Tree of the month – Sapele24 Jul
July's 'Tree of the Month' is the African Sapele tree. Strong, beautiful and in high demand, we look at the ways manufacturers can reduce their use of this slow-growing beauty to ensure its survival.
Strong, beautiful and in high demand, we look at the African Sapele tree and the ways in which the manufacturers can reduce their use of this slow-growing beauty to ensure its survival.
A close rival to Mahogany
Sapele is a tropical hardwood that originates from Africa and is in the same family as Mahogany, therefore, it shares many of the same properties.
The heartwood of a Sapele is a strong red/brown with an interlocking grain that produces waving dark ribbons that are highly attractive, making it a highly sought-after wood from an aesthetic standing.
A hard option to rival
Sapele is incredibly durable and is rated at 1500 in the Janka hardness test, which measures the resistance of wood to denting and wear, putting it 16% harder than Red Oak which is measured at 1210 Janka.
Sapele is hard, and very dense and relatively stable – although not as stable as modified wood such as Accoya, so does have a tendency to distort if not dried properly before use. Despite its relatively strong resistance to rot, it can be susceptible to insect attack.
Sapele is an appealing wood used for its decorative and acoustic qualities. It is commonly found on the back and sides of guitars and on the interior wood trim of Cadillacs.
Slow growing and less sustainable
The tree can grow up to 60 metres in height, but is slow growing and not self-fertile. The average annual height growth of Sapeles planted in Cameroon was just 30-50cm over a duration of 40 years. In Cote d’Ivoire they reached an average height of five metres over seven years.

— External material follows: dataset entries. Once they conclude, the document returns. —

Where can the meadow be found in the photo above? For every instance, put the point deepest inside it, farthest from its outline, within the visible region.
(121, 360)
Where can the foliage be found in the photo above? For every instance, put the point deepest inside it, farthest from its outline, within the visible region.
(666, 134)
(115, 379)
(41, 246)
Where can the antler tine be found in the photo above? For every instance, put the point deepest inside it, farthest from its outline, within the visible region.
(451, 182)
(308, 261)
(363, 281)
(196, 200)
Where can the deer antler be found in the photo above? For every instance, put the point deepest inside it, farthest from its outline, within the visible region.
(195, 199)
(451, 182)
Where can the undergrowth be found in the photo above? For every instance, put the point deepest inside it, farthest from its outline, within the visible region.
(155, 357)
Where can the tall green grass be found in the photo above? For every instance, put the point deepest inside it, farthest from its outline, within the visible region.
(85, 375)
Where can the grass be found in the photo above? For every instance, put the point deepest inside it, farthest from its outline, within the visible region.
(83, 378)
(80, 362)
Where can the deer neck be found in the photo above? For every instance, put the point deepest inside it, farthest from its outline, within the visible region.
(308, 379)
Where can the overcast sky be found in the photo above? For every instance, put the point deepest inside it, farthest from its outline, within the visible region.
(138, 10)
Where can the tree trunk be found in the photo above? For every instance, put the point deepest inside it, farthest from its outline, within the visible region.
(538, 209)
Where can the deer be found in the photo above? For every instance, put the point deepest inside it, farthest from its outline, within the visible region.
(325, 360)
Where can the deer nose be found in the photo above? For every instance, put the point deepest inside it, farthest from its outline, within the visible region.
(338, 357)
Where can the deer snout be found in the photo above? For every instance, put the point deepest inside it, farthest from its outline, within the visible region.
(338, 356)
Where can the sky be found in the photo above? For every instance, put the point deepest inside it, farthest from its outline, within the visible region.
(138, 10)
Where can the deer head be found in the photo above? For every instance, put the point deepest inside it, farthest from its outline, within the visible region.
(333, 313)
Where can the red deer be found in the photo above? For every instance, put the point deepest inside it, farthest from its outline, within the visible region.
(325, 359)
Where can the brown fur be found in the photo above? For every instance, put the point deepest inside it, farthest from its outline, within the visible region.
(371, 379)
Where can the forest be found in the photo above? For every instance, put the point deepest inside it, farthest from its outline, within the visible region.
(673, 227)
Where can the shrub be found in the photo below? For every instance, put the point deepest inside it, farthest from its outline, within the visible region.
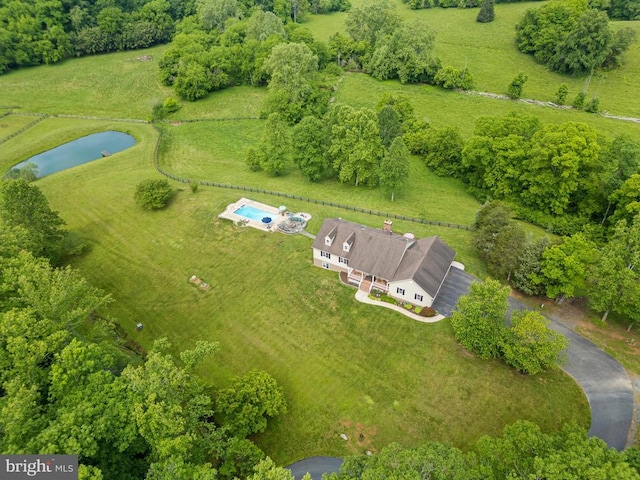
(157, 111)
(515, 88)
(561, 94)
(486, 13)
(171, 105)
(593, 106)
(153, 194)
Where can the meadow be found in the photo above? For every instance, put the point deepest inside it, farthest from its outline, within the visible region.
(345, 367)
(489, 51)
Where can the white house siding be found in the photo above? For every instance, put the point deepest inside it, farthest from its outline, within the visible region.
(411, 288)
(334, 264)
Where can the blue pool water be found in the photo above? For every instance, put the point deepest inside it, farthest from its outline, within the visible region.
(253, 213)
(77, 152)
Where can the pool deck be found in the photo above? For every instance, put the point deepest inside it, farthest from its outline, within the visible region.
(229, 214)
(240, 220)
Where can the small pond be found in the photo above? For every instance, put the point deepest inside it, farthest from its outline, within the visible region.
(77, 152)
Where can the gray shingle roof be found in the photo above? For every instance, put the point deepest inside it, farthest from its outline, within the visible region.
(388, 255)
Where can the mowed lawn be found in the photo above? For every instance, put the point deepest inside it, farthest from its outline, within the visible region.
(345, 367)
(490, 52)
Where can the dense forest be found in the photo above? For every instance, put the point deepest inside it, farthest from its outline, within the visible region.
(68, 385)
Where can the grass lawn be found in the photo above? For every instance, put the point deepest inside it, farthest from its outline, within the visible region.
(442, 107)
(490, 52)
(215, 151)
(345, 367)
(13, 122)
(111, 85)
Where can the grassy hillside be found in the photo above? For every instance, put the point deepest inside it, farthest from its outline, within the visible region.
(345, 367)
(490, 52)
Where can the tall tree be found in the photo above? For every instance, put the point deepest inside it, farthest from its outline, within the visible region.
(564, 267)
(530, 345)
(444, 151)
(614, 282)
(356, 148)
(291, 68)
(515, 87)
(559, 155)
(249, 401)
(371, 21)
(24, 205)
(274, 150)
(310, 140)
(479, 318)
(505, 255)
(587, 45)
(170, 410)
(214, 13)
(490, 219)
(487, 12)
(530, 263)
(394, 167)
(390, 125)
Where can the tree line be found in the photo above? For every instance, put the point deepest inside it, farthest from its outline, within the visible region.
(47, 31)
(67, 385)
(558, 176)
(523, 451)
(615, 9)
(601, 267)
(214, 50)
(358, 146)
(573, 37)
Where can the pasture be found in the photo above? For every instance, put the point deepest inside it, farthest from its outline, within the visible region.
(345, 367)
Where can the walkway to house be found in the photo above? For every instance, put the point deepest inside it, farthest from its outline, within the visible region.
(363, 296)
(603, 380)
(315, 466)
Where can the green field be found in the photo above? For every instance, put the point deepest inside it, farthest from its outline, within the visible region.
(489, 51)
(345, 367)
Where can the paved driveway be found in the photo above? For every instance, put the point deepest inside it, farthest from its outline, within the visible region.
(454, 286)
(602, 378)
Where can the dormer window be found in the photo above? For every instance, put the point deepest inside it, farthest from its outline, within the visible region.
(346, 246)
(328, 240)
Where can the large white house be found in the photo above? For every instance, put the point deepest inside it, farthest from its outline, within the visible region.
(402, 266)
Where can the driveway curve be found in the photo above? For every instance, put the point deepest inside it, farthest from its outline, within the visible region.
(605, 383)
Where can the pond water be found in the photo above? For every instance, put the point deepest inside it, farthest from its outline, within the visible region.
(77, 152)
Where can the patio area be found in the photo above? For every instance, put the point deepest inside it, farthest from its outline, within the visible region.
(249, 213)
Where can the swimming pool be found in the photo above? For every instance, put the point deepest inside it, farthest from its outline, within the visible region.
(253, 213)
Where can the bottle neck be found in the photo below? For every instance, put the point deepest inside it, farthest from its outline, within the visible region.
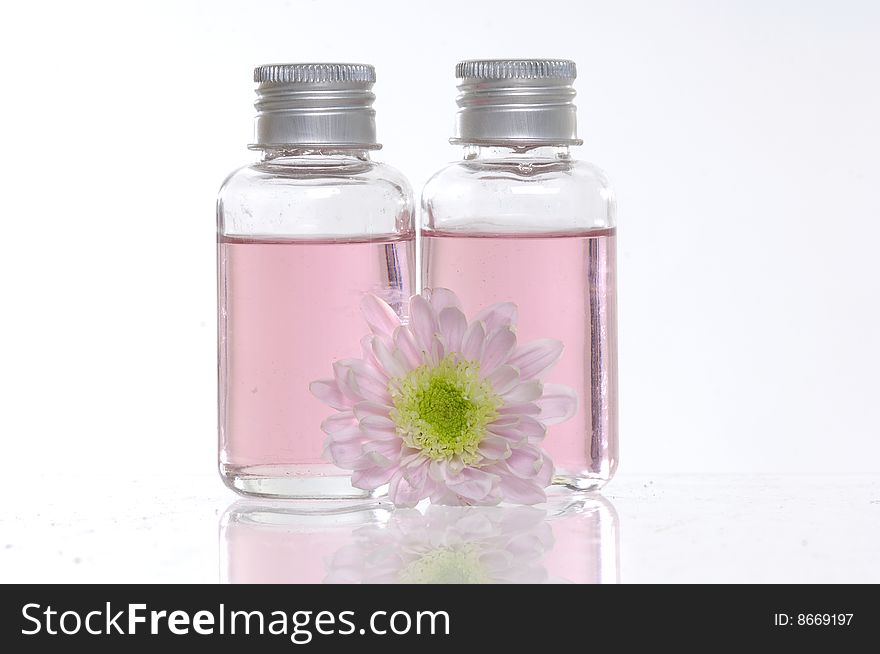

Thus despite efforts to create forest certification schemes of sustainability in Africa, it is difficult to harvest these slow growing trees in a truly sustainable way. As a result, conscientious manufacturers are looking to reduce their use of Sapele and are utilising alternatives where possible, such as Accoya and Redwood.
At Westbury only 4% of our timber is Sapele and compares favourably to some joinery companies where Sapele accounts for 98% of their timber supply. We only use it where we absolutely have to, which is on the threshold of doorways, a high footfall area.
By understanding all the properties of each tree and its timber and then matching the right wood properties to the right product area, we can ensure that our impact on the planet is minimal, and that the Sapele species will continue to thrive in its native home for many years to come.